Musculoskeletal simulation of elbow stability for common injury patterns.

Abstract

Elbow stability is derived from a combination of muscular, ligamentous, and bony structures. After an elbow trauma the stability of the joint is an important decision criterion for the subsequent treatment. The decision regarding nonoperative/operative care depends mostly on subjective assessments of medical experts. Therefore, the aim of this study is to use musculoskeletal simulations as an objective assessment tool to investigate the extent to which failure of different stabilizers affects the elbow stability and how these observations correspond to the assessment from clinical practice. A musculoskeletal elbow simulation model was developed for this aim.
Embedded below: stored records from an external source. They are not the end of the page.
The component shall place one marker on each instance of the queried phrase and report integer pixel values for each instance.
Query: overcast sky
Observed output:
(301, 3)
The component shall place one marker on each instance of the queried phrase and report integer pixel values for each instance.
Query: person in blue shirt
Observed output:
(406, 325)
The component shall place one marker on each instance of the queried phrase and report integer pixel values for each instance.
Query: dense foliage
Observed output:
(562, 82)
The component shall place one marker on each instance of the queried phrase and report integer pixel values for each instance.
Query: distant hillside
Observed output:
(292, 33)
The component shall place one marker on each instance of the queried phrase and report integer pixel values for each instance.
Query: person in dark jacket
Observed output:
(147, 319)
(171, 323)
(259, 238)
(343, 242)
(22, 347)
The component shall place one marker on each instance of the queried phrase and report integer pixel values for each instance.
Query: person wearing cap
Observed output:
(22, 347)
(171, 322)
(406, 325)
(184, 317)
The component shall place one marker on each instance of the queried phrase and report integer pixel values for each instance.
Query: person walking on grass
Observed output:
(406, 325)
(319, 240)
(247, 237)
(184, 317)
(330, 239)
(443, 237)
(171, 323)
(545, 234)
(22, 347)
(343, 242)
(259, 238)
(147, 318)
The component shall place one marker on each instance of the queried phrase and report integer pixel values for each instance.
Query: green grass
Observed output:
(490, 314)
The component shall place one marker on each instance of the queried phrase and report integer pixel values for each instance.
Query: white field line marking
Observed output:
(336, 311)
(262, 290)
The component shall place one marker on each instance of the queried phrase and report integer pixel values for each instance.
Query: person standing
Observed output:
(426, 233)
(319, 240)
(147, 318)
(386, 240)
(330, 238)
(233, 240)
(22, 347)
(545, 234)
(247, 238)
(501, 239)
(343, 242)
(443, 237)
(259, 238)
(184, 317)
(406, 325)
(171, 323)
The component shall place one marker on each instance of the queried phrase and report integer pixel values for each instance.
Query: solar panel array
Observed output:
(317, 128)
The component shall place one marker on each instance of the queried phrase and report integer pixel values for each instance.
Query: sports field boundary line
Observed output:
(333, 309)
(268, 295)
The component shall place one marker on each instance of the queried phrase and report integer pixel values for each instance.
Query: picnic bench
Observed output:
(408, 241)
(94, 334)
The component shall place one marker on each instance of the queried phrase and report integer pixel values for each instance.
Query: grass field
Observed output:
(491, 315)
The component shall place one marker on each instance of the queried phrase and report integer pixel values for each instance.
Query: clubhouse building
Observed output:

To investigate the stability of the elbow, varus/valgus moments were applied under 0°, 45°, and 90° flexion while the respective cubital angle was analyzed. This was performed for nine different injury scenarios, which were also evaluated for stability by clinical experts. With the results, it can be determined by which injury pattern and under which flexion angle the elbow stability is impaired regarding varus/valgus moments. The scenario with a complete failure of the medial and lateral ligaments and a fracture of the radial head was identified as having the greatest instability. The study presented a numerical determination of elbow stability against varus/valgus moments regarding clinical injury patterns, as well as a comparison of the numerical outcome with experience gained in clinical practice. The numerical predictions agree well with the assessments of the clinical specialists. Thus, the results from musculoskeletal simulation can make an important contribution to a more objective assessment of the elbow stability.